Radikalisme adalah suatu tindakan
atau sebuah paham/ajaran yang dilakukan sekelompok
orang karena menginginkan perubahan sosial dan politik secara drastis dengan
menggunakan cara-cara kekerasan. Mengapa Indonesia begitu rentan dengan gerakan
radikal? Ada apa dengan Indonesia?
Sejarah
gerakan radikal di Indonesia terus menggeliat sejak pasca kemerdekaan hingga sekarang. Peristiwa
Kartosuwirjo (1950) dengan DI/TII, Komando Jihad (1967), Front Perjuangan
Revolusioner Islam (1978), Majelis Mujahidin Indonesia (MMI), Hizbut Tahrir
Indonesia (HTI), Laskar Jihad, aksi teror DR Azhari dan Nurdin M. Top serta
aksi radikal lainnya yang bertebaran
di Poso, Ambon, Aceh, Papua, Sulawesi
dan Kalimantan.
Ideologi
politik dan agama adalah akar lahirnya
gerakan radikal di Indonesia. Dalam terminologi
politik, ideologi komunis telah
memunculkan gerakan PKI (1965).
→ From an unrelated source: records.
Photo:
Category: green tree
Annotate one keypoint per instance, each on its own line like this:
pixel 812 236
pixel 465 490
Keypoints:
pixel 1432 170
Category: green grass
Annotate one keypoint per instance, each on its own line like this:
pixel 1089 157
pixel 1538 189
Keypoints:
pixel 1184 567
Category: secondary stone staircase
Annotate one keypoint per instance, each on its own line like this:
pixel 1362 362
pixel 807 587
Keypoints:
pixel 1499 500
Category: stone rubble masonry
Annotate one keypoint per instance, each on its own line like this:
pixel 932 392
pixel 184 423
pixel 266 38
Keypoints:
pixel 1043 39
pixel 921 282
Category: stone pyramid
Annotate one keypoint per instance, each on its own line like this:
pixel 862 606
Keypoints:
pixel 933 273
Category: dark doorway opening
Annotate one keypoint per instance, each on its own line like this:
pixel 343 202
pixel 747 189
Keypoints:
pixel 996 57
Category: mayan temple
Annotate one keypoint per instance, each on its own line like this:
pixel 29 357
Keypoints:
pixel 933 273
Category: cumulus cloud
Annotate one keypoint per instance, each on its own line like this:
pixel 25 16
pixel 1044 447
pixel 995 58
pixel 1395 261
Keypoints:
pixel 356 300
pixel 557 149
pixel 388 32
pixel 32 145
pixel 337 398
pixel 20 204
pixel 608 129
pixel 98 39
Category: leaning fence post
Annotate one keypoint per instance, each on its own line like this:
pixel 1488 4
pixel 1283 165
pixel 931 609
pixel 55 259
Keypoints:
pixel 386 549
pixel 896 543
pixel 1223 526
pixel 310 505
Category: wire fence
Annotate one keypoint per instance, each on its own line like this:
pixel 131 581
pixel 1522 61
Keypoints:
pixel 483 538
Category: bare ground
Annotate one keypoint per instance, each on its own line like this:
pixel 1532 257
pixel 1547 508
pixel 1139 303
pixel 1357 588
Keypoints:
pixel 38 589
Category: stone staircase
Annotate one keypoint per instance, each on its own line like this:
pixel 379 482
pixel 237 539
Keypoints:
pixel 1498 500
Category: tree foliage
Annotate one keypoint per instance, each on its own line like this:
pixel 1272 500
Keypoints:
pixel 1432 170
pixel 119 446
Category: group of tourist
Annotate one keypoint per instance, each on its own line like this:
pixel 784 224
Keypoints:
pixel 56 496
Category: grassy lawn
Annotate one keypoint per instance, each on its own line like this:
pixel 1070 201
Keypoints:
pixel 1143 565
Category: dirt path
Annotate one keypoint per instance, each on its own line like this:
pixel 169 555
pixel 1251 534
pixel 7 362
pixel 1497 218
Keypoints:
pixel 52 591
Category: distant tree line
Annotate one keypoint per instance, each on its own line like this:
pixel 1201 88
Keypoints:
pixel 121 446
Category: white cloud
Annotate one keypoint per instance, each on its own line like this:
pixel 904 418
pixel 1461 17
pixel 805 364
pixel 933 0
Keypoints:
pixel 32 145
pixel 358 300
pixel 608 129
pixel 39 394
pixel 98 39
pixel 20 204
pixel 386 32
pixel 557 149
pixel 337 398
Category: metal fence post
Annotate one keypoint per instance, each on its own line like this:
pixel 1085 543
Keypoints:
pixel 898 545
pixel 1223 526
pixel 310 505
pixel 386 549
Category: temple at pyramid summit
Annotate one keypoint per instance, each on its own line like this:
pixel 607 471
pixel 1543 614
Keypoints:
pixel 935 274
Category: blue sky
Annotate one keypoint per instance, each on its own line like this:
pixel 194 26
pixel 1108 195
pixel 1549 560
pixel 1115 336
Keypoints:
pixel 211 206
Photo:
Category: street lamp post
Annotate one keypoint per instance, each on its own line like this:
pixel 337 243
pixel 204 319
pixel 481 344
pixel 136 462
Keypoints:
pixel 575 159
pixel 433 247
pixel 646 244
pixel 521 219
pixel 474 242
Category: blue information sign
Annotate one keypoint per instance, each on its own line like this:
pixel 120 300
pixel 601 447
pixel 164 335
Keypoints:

Sedangkan, kalau islam sebagai dasar ideologi, telah
melahirkan DI/TII (1950).
Robert Mirsel (2004) dalam bukunya ‘ Teori
Pergerakan Sosial’ menyebutkan gerakan sosial adalah sekelompok orang yang memiliki seperangkat keyakinan dan tindakan tak terlembaga (noninstitutionalised) yang
bertujuan untuk memajukan atau menghalangi perubahan
di masyarakat.
Sekelompok orang ini cenderung tidak diakui sebagai sesuatu
yang berlaku umum secara luas dan sah dalam masyarakat.
Bila teori
diatas dikaitkan dengan gerakan radikal di Indonesia, maka aksi radikal adalah
bentuk pergerakan sosial di Indonesia.
Aksi radikal muncul karena adanya
sikap dan perilaku segelintir
oknum eksekutif, legislatif dan yudikatif, tokoh agama serta aparat hukum yang berlaku tidak adil, tidak jujur, arogan
serta melakukan pembiaran terhadap pelanggaran HAM,
Egosentrisme
sekelompok tokoh agama juga melahirkan sentimenisme teologi fanatik dan
eksklusivisme teologis. Ketimpangan ekonomi serta terkontaminasinya proses
komunikasi massa antarmanusia Indonesia yang terjadi di sosial media, menjadi bagian dari munculnya gerakan radikal.
Ketidakpuasan
sebagian masyarakat atas kejahatan
sosial yang dilakukan elit politik, elit agama dan elit penegak hukum menjadi
‘bahan peledak’ yang setiap saat bisa merobohkan Indonesia dan melahirkan
gerakan radikal.
Untuk
itulah, seluruh stake holder Indonesia perlu menyadari dan memperbaiki ‘kekeliruannya’ dalam
mengeluarkan berbagai kebijakan sosial dan politik untuk rakyat. Semua elit
negara, elit hukum dan elit agama wajib menangani bahaya radikalisme dengan
cara-cara persuasif, edukatif dan integralistik, bukan dengan tindak kekerasan.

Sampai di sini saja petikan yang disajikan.